Aguilar est d’accord. « Ce à quoi nous assistons ici, c’est une tentative de rabaisser toutes celles et tous ceux qui ne correspondent pas à certaines idées sur l’apparence et le comportement que les gens devraient avoir. C’est ce qui est si inquiétant. Bien sûr, ils déguisent cela sous la forme la plus facile à attaquer : votre mode de vie et la personne que vous aimez. Mais derrière cela se cache une tentative de faire reculer les progrès en matière de droits humains, de nous ramener là où nous étions il y a un demi-siècle. » Ce qui exaspère Aguilar dans les interventions à la COP, c’est que souvent, les personnes avec lesquelles vous traitez dans ces contextes ont une formation scientifique. « Vous prétendez comprendre l’importance de la biodiversité, mais cela ne s’applique pas aux êtres humains ? », ironise-t-elle.  « Je leur dis généralement : laissez-moi vous poser une question, vous travaillez avec des populations animales, alors quand vous allez dans la forêt, vous ne comptez que les mâles ? Parce que ça semble vraiment stupide. » Pour Aguilar, la leçon à tirer est qu’il faut du courage et de nouvelles tactiques. « Car l’opposition est vraiment douée pour ça », dit-elle. « Je ne m’attendais pas aux notes de bas de page ! » Quant aux négociations de la COP30, « nous avons perdu certaines choses, mais pas tant que ça », dit-elle. « Nous sommes sorties de cette bataille heureuses et fières. » Son conseil ? Trouvez le courage, soyez créatives et continuez à vous battre.

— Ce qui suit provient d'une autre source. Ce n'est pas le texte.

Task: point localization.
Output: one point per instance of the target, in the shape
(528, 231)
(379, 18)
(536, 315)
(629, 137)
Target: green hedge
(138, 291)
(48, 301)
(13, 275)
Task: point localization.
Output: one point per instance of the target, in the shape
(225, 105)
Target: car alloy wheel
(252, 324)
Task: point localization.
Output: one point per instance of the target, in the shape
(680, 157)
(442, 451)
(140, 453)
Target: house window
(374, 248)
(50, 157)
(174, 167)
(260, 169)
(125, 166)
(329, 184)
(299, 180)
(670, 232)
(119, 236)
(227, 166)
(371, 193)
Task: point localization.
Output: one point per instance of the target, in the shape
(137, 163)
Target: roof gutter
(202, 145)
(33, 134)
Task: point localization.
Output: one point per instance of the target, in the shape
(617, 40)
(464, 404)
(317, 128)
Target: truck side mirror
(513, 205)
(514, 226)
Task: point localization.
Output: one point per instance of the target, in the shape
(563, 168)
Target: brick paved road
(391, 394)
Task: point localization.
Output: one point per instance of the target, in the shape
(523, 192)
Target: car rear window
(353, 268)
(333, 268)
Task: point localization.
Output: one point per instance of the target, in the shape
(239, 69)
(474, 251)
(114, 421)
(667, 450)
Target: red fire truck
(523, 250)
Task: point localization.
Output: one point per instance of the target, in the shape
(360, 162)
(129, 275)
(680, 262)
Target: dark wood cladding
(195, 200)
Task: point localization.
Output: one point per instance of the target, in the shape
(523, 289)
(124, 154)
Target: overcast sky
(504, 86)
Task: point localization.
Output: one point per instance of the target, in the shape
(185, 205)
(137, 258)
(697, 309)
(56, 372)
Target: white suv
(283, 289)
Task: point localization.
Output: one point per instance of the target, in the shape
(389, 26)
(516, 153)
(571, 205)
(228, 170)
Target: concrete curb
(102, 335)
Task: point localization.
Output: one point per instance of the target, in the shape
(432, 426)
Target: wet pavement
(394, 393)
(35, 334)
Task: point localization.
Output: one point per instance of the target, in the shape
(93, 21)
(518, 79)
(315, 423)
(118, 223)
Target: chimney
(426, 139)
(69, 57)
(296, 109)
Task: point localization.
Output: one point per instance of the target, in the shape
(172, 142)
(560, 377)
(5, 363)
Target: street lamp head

Dans votre communauté : remettez en question les discours simplistes sur le genre ou l'identité et faites de la place aux voix qui sont généralement mises de côté. Sur votre lieu de travail : veillez à ce que les décisions soient prises par un groupe diversifié de personnes. Au niveau politique : plaidez en faveur de solutions élaborées par les personnes les plus concernées, la diversité renforce les politiques.